Well That did it I liked it so told the clerk to wright it up--He said i'll get one in the box in the back--I told him no I would perfure this one--He said that would be fine I'll get the Box---I turn around and there's my honey





















I knew right than I was buying Supper out tonight







-------Well I'm taking her out tomorrow night too------Any ways---Michigan may change their law so we can use C/F rifles at night so I wan't to be ready---------First Auto for me except rimfire--------------I've been told these rifles are not very accurate and some say there's are so well see --Theres a new Vortex sitting on the self waiting to go on top-----------my shots will be short at night----and a fast back-up round will be nice------------I think I'm going to like this Rifle--------sb*


----------



## poe (Feb 10, 2010)

let us know how it shoots. I havent heared to many good things about the accuracy of those rigs. I hope you can make it shoot.


----------



## Jonbnks (Jan 21, 2012)

I've got a Ruger Mini 14 and it shoots well. The newer models have a thicker barrel which helps with the accuracy. One thing these guns are known for is how far they will chuck brass.


----------



## Scotty D. (Feb 23, 2012)

Good deal on the 'centerfire night hunting', Skip..... I know how accurate a shooter that you are--you'll be giving those yotes dirt naps ASAP w/ the Ruger, no doubt....


----------



## bones44 (Jan 7, 2011)

I'm sure you'll be finding a way to make it even more accurate Skip. Nice grab !


----------



## oneshotcowboy (Mar 4, 2010)

i have owned a couple of those.. i didnt have good luck but was using the cheap winchester ammo too. the newer ones are supposed to be better, besides if you look around a lil there is so much you can do to one now days. my gun guy says for a lil money they are sub moa so ruger has improved on them. i think you will like it, they are a blast to shoot. congrats man. cant wait to hear how it does for ya


----------



## fr3db3ar (Aug 6, 2011)

I like the looks of those. Hopefully it shoots well for you. Much more acceptable to the anti-assault rifle crowd even though it is essentially the same thing.


----------



## bar-d (Feb 3, 2010)

Nice. Let us know how it shoots Skip.


----------



## youngdon (Mar 10, 2010)

I've heard that Ruger has done a few things to accurize them from the factory. I'm sure that it will shoot fine for you Skip...Congrats !

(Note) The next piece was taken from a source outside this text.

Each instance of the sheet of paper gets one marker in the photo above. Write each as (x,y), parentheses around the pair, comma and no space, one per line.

Sharon must be feeling better if she's tracking you down in Wally world.


----------



## wvcoyote (Mar 14, 2010)

nice rifle Skip


----------



## All-Around-Outdoorsman (Feb 7, 2012)

Nice rifle skip, i heard what don hear also that ruger did some extra tuning to make it more accurate, but i was watching my outdoor channel and i watched foxpro furtakers, and they were fox hunting and he had a mini 14 in .223 so they cant be that bad.


----------



## All-Around-Outdoorsman (Feb 7, 2012)

WOLF hunting sorry my mistake (getting late after my mountain scouting today)


----------